Александр Костинский: Из системы образовательной. То есть разрыв образовался между наукой и образованием.

Владимир Малахов: Да, образовался значительный разрыв. И я вам могу сказать так, что, конечно, люди в провинциальных университетах, не в Московском университете, они не глупее преподавателей и сотрудников Московского университета, но, конечно, возможностей для научной работы в провинциальных вузах очень мало.

Александр Костинский: То есть у них нагрузка большая очень.

Владимир Малахов: Огромная нагрузка, нет никакого финансирования для науки. И сколько бы вам ни говорили, что "в нашем университете, в нашем вузе тоже ведется наука", реально, конечно, возможности для научной работы очень сужены.

Вот Московский университет в этом смысле - это уникальная организация, в России это уникальная организация. Потому что в штате Московского университета очень большой процент составляют научные работники.

Александр Костинский: То есть они делают науку и преподают?

Владимир Малахов: Даже в штате кафедр, вот кроме доцентов, профессоров, ассистентов, скажем, иногда две трети штата кафедр составляют старшие, младшие, ведущие научные сотрудники. Это означает, что каждая кафедра Московского университета, она представляет собой как бы научный институт, и иногда не такой маленький. Ведь в МГУ совсем не редкость кафедры, на которых 50-100 человек сотрудников.

Александр Костинский: Да, европейские институты научные таких размеров, в общем-то.

Владимир Малахов: Да. И поэтому кафедры ведут реальную научную работу. Выход этой работы очень большой, потому что, скажем, в советское время (я не знаю, существует ли это сейчас) существовал такой учет что ли таких научных достижений, как регистрация открытий. Так вот, 20 процентов открытий, делавшихся в Советском Союзе, делались в стенах Московского университета, всего одной организации.

Александр Костинский: Но огромной.

Владимир Малахов: Да, большой организации. Тем не менее, конечно, эта организация, как вы понимаете, примерно в 20 раз меньше, чем Академия наук в целом, если сравнить общую численность, так сказать, вузов.

Ну вот, и получается, что студенты, придя на кафедру, оказываются обязанными заниматься научной работой.

Александр Костинский: То есть в МГУ они обязаны...

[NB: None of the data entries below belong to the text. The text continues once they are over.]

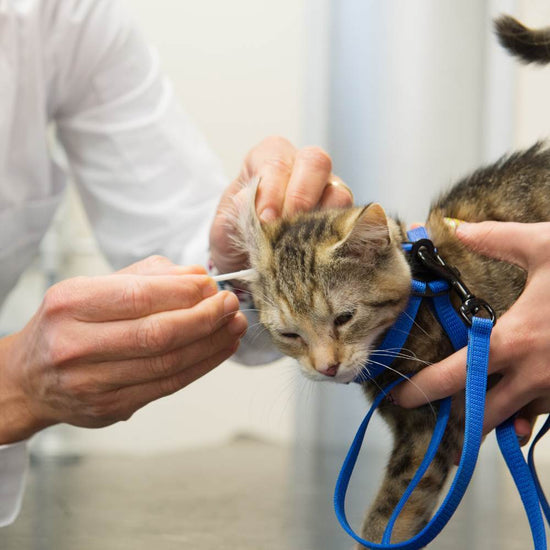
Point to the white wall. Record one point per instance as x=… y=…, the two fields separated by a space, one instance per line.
x=238 y=69
x=246 y=69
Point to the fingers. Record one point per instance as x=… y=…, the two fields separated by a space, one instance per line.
x=337 y=195
x=149 y=336
x=108 y=376
x=505 y=399
x=434 y=382
x=309 y=178
x=273 y=162
x=100 y=299
x=159 y=265
x=511 y=242
x=291 y=180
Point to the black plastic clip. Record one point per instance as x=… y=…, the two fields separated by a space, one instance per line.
x=426 y=260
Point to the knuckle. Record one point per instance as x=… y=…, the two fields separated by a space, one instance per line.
x=60 y=349
x=172 y=384
x=156 y=260
x=60 y=296
x=315 y=157
x=300 y=201
x=163 y=365
x=137 y=297
x=151 y=336
x=279 y=164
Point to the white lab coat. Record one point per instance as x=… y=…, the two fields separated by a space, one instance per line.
x=148 y=181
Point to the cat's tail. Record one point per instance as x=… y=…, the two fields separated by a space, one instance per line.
x=529 y=45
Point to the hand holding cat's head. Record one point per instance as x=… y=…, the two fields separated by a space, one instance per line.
x=329 y=283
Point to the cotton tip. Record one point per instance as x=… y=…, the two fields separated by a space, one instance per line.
x=243 y=275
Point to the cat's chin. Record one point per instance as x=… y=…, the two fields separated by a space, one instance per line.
x=339 y=378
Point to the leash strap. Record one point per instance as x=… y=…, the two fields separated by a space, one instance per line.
x=524 y=479
x=478 y=338
x=478 y=353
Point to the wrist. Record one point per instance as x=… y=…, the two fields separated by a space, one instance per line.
x=17 y=421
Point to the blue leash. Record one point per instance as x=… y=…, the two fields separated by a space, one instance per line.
x=477 y=336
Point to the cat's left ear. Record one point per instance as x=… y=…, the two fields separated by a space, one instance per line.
x=366 y=231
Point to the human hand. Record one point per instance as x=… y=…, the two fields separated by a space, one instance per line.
x=291 y=180
x=99 y=348
x=520 y=341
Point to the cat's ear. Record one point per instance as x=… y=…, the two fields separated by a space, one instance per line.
x=250 y=237
x=365 y=231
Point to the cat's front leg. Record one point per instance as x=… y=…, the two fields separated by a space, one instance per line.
x=406 y=456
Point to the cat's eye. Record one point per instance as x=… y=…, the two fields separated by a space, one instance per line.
x=290 y=335
x=385 y=303
x=343 y=318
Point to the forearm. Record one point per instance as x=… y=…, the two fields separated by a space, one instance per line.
x=17 y=422
x=13 y=466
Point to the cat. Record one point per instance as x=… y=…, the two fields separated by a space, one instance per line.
x=330 y=283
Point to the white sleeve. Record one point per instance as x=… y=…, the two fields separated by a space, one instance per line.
x=13 y=468
x=149 y=182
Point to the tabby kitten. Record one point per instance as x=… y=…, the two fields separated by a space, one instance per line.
x=330 y=284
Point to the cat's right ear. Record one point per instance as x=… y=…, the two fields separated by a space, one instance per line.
x=365 y=231
x=250 y=238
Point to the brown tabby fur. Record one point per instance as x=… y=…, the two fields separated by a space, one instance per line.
x=330 y=283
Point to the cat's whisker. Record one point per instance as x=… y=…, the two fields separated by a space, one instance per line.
x=398 y=354
x=408 y=378
x=415 y=322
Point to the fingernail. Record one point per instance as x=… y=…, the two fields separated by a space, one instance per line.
x=452 y=223
x=210 y=288
x=237 y=325
x=230 y=303
x=268 y=215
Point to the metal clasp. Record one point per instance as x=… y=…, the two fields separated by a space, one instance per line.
x=424 y=251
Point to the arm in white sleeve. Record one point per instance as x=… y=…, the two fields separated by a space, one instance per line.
x=149 y=182
x=13 y=468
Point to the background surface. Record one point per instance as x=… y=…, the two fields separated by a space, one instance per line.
x=406 y=96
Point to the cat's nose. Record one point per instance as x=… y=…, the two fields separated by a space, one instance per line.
x=329 y=370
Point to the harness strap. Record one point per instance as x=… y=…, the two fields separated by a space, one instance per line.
x=478 y=337
x=475 y=402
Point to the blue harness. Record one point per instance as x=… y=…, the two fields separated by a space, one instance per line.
x=465 y=327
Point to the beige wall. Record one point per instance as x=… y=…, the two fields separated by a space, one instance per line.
x=240 y=69
x=533 y=84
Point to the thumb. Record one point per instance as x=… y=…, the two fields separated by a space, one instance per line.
x=508 y=241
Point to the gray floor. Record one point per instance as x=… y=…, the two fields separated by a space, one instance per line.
x=245 y=495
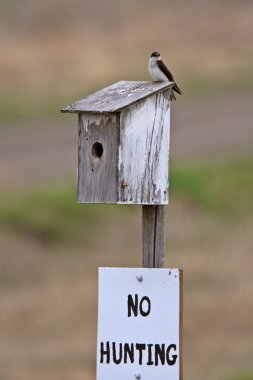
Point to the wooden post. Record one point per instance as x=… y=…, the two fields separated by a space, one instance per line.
x=153 y=236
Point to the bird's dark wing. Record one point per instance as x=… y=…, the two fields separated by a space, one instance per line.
x=168 y=74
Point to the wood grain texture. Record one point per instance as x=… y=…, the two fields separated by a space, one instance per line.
x=97 y=176
x=117 y=96
x=144 y=151
x=153 y=236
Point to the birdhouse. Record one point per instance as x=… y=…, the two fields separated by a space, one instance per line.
x=123 y=145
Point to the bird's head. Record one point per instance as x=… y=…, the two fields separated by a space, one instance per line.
x=155 y=56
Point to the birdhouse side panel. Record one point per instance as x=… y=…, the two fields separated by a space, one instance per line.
x=144 y=151
x=97 y=158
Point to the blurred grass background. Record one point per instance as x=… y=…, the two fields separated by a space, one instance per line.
x=55 y=52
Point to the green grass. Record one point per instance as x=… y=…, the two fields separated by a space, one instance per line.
x=52 y=215
x=224 y=189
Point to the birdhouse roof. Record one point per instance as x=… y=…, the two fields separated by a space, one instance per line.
x=117 y=96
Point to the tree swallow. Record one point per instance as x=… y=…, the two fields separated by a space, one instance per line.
x=160 y=72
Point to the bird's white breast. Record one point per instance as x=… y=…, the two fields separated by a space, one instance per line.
x=154 y=70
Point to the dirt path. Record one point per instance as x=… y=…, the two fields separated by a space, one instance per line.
x=204 y=128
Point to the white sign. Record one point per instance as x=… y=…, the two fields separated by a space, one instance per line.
x=139 y=324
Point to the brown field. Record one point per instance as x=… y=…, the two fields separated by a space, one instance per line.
x=62 y=50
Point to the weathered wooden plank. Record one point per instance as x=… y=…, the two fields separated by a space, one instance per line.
x=144 y=151
x=117 y=96
x=97 y=158
x=153 y=236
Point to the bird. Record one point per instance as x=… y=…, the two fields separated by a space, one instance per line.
x=159 y=72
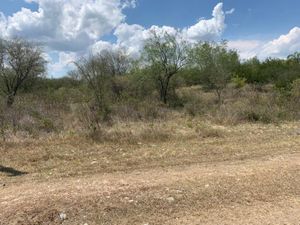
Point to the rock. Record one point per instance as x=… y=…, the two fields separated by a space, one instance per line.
x=171 y=199
x=63 y=216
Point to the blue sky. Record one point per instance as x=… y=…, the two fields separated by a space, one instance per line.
x=71 y=28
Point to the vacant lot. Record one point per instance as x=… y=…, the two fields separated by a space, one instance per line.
x=182 y=171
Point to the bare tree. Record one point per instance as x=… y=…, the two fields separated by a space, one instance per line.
x=216 y=63
x=166 y=55
x=118 y=61
x=20 y=61
x=96 y=71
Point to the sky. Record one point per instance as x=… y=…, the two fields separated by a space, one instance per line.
x=69 y=29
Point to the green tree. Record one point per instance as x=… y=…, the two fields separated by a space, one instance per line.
x=20 y=62
x=217 y=65
x=165 y=55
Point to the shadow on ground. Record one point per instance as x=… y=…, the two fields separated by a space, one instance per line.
x=11 y=171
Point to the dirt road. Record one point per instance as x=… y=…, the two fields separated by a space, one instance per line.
x=262 y=190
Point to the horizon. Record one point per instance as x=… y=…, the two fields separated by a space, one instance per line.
x=70 y=29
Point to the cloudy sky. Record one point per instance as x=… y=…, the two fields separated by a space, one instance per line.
x=72 y=28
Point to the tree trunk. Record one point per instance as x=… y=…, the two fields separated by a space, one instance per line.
x=10 y=100
x=164 y=90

Владимир Малахов: Да, обязаны. Это не такая ситуация, что студенты там вовлекаются через научные кружки, студенческие научные общества - это все в МГУ даже, в общем, не очень развито, я бы сказал. Потому что студены по своему учебному плану - вот такой казенный термин употреблю, они обязаны заниматься научной работой, уже начиная где-то с третьего курса, они обязаны это делать. И у них есть возможность это делать. Что это означает? Это значит, что студент получает на кафедре собственное рабочее место, вот так, как сотрудник в исследовательском институте, грубо говоря, стол получает.

Александр Костинский: Ну да, в биологии еще нужны какие-то приборы...

Владимир Малахов: Получат свое, за ним записанное ему на карточку, оборудование, ему оно выдается - микроскоп, бинокулярный стереомикроскоп, микротом, реактивы соответствующие, ну, в тех пределах, в которых у нас, так сказать, есть возможность снабдить его оборудованием. Важно, что у него есть собственное место рабочее, собственный небольшой приборный парк, и он может вести исследования, ну, под руководством какого-то сотрудника на кафедре. А на кафедре ведутся исследования, и студенту вменяется в обязанность выбрать тему, выбрать руководителя и принять участие в этих исследованиях, а затем доложить свою работу, не реферативную, не по литературе подготовленную, а сделанную своими руками, с использованием методик, которым он обучился, с использованием приборов, реактивов, на тех организмах, которые он собрал во время летних экспедиций, практик, или с которыми он работает в течение... ну, в экспериментальных областях - на экспериментальных животных, или культурах тканей, или культурах бактерий. Он обязан эту работу сделать руками, попутно с обучением, ему выделяется для этого время и место, и защитить ее публично. Причем защита проводится по стандарту...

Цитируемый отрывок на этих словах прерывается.